閲覧システムのH/W、S/W構成においては、データの集約先としてSQL-SERVER7.0(以下:SQLサーバ)を利用。タイヤデータの検索・表示・データ出力の基本処理はInternet Information Server5.0(以下:WWWサーバ)上で稼動するActive Server Pages(以下:ASP)を利用している。またグラフを含むレポート表示や画像表示及び印刷表示などの複雑な処理についてはActiveテンプレートライブラリ(以下:ATL)を使用した既存Windowsアプリケーション連動ツール(以下:W-Connect)と Visual C++(以下:VC++)を活用することでイントラネットシステムと連動する仕組みを構築している。以下に閲覧システムの全体イメージを示す。
 【概要図】

3. キーポイント
1)WEBアプリケーションによるシステム構築
  閲覧システムはWEBアプリケーションによって構築されている。従来のWindowsアプリケーションで構築した場合、本社設計部門の各クライアント約250台にデータベースアクセスの為のプログラムをインストールする必要があり、後々の運用コストの増大につながりかねない。
閲覧システムでは高機能化され肥大化したクライアント(Fatクライアント)を、WEBブラウザで稼動するシンプルなクライアント(Thinクライアント)へ移行することで、システムの初期導入コストやインストール等の付帯コストを削減している。
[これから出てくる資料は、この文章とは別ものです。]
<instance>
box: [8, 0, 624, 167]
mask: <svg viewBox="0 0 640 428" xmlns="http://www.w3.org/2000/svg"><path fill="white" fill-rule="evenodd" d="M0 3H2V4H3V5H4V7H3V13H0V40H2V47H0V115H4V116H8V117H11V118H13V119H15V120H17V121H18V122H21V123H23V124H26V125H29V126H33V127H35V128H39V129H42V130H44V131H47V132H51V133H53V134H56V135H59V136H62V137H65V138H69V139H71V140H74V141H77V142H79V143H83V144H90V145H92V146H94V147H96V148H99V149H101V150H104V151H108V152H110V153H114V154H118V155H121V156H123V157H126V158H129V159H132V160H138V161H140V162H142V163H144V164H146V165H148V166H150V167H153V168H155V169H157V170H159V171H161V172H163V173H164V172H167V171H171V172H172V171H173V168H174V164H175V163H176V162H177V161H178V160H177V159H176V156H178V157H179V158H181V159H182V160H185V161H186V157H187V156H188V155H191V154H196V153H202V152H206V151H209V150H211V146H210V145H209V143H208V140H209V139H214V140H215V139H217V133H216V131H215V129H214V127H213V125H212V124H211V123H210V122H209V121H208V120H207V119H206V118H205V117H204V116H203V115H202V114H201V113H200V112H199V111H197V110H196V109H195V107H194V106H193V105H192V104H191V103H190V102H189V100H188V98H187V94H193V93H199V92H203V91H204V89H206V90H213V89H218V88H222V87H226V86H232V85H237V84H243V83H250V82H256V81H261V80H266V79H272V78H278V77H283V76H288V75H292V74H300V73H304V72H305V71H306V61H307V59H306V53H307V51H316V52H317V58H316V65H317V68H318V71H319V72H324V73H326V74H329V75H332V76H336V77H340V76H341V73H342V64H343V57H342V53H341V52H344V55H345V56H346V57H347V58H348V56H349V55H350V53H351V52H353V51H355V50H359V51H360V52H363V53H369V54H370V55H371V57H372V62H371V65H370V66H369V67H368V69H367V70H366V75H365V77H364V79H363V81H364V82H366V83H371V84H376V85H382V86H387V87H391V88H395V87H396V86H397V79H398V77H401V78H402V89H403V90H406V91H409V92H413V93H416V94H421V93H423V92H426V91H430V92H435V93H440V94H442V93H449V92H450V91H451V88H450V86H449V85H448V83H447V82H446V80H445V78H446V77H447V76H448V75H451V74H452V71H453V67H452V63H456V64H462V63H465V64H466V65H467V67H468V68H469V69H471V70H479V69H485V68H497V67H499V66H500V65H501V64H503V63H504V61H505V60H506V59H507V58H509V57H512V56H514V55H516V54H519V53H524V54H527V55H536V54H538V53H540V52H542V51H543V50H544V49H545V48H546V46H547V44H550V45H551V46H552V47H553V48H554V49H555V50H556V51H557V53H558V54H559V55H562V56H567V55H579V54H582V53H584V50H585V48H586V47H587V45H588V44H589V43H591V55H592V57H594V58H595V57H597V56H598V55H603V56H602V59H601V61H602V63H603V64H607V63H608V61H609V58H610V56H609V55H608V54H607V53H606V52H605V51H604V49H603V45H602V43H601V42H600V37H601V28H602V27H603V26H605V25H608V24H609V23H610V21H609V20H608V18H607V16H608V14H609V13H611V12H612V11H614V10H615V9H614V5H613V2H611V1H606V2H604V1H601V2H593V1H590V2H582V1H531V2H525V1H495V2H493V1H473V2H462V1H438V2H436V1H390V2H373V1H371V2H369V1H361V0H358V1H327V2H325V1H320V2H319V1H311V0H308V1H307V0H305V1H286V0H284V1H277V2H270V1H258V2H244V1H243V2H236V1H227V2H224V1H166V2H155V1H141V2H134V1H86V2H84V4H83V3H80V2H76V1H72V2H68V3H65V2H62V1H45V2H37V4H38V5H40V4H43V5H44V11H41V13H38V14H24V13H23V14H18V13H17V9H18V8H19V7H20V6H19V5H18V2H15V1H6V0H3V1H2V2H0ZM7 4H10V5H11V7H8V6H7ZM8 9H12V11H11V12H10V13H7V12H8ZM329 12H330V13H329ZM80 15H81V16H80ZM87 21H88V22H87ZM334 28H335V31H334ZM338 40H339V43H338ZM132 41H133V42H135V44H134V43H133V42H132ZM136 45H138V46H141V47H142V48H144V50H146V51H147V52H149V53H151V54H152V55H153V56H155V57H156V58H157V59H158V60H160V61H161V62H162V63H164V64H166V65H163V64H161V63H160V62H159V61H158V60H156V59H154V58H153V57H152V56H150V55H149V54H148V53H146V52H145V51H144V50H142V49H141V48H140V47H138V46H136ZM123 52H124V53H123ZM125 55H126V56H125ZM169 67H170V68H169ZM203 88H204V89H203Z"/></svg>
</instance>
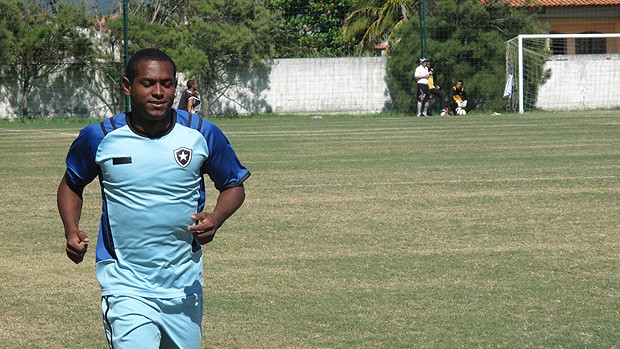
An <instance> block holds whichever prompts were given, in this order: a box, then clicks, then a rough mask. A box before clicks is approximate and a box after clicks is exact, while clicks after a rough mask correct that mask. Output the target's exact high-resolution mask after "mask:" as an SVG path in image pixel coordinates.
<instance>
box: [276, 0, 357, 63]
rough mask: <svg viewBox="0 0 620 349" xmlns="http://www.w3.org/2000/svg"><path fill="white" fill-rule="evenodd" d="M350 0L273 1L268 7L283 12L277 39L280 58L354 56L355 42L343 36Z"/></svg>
mask: <svg viewBox="0 0 620 349" xmlns="http://www.w3.org/2000/svg"><path fill="white" fill-rule="evenodd" d="M350 1H351V0H350ZM350 1H344V0H309V1H306V0H303V1H302V0H270V1H269V8H270V9H273V10H274V11H278V12H280V13H281V15H280V16H278V19H277V22H276V32H275V35H276V36H275V38H274V39H275V42H276V45H277V46H276V51H277V53H276V55H277V57H281V58H305V57H343V56H350V55H352V54H353V43H352V42H350V41H346V40H344V38H343V36H342V25H343V23H344V19H345V16H346V14H347V12H348V11H349V9H350V4H349V2H350Z"/></svg>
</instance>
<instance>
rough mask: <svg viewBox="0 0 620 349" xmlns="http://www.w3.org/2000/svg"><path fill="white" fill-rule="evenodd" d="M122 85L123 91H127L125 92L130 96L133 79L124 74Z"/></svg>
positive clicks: (121, 81) (127, 94)
mask: <svg viewBox="0 0 620 349" xmlns="http://www.w3.org/2000/svg"><path fill="white" fill-rule="evenodd" d="M121 85H122V87H123V91H125V94H126V95H127V96H129V95H130V94H131V81H129V79H128V78H127V77H126V76H123V78H122V79H121Z"/></svg>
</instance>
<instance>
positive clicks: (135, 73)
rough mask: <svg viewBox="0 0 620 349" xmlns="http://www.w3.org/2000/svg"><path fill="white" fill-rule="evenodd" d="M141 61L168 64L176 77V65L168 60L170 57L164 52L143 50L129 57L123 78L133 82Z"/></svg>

2)既存のWindowsアプリケーションをWebシステムで再利用
テスト部門の帳票は約40種類あり、細かな罫線により測定値や測定結果のグラフ及び画像等を巧みにレイアウトしてある。データについては電子化してあるがレポートを印刷して数年間保持する必要がある為、帳票印刷機能は必須であった。また、設計部門ではタイヤ解体後の断面図をチェックする必要がある為、画像の表示(任意の倍率での拡大、縮小)機能及び画像の印刷(実寸、縮小)はどうしても必要な機能であった。この部分を全てWEBアプリケーションで作成するとした時、フルコーディングする場合及びWEB用帳票印刷・画像処理コンポーネントを利用する場合の両方とも新規でロジックを構成していくことになり開発工数の肥大化が懸念された。そこでローコストでWEBシステムを実現する為に、既存のWindowsアプリケーションを機能別に分解しWEBシステム用にコンポーネント化して使用することにした。また、WEBシステムからWindowsアプリケーションに連動する為のツールを作成し、機能別に分解された各コンポーネントをフレキシブルかつ高速に連携させることにした。
これにより、イントラネット上で表示されたレポートのヘッダ情報からレポート詳細やそれに付随した複雑な画像表示や印刷処理を容易に実現、同時に開発コストを削減しローコストなイントラシステムを短期間に構築した。

3)コンポーネントの高速化と軽量化
軽快な操作性が利点でもあるブラウザに重いWindowsアプリケーションを連携させた場合レスポンス低下によるユーザビリティの悪化を招く懸念がある。そこで使用頻度の高い連携ツールのW-CONNECTに関しては、高速かつ軽量なDLLにする為にATLにて開発した。これによりスムーズで快適な操作性をブラウザ上で実現した。

4. 計画(実績)
2002年3月:要求分析
     8月:システム設計、開発に着手
    10月:閲覧システム第1次リリース
       →レポート表示・印刷、レポート一括印刷、添付画像表示・印刷コンポーネントリリース
2003年2月:閲覧システム第2次リリース
→解体断面画像のビューア(任意倍率表示、実寸・縮小印刷)コンポーネントリリース

5. 評価
運用面では、各クライアントのセットアップ作業が不要になり、システム運用担当者のコスト削減に貢献した。開発面では、既存システムのコンポーネント化を実施し再利用することにより、開発工数の増加を防ぎローコストなイントラシステムを構築できた。ユーザからは、WEBによる標準的なインターフェースと高機能なWindowsアプリケーションの使い分けにより設計部門とテスト部門の情報共有が飛躍的に向上したと好評を得た。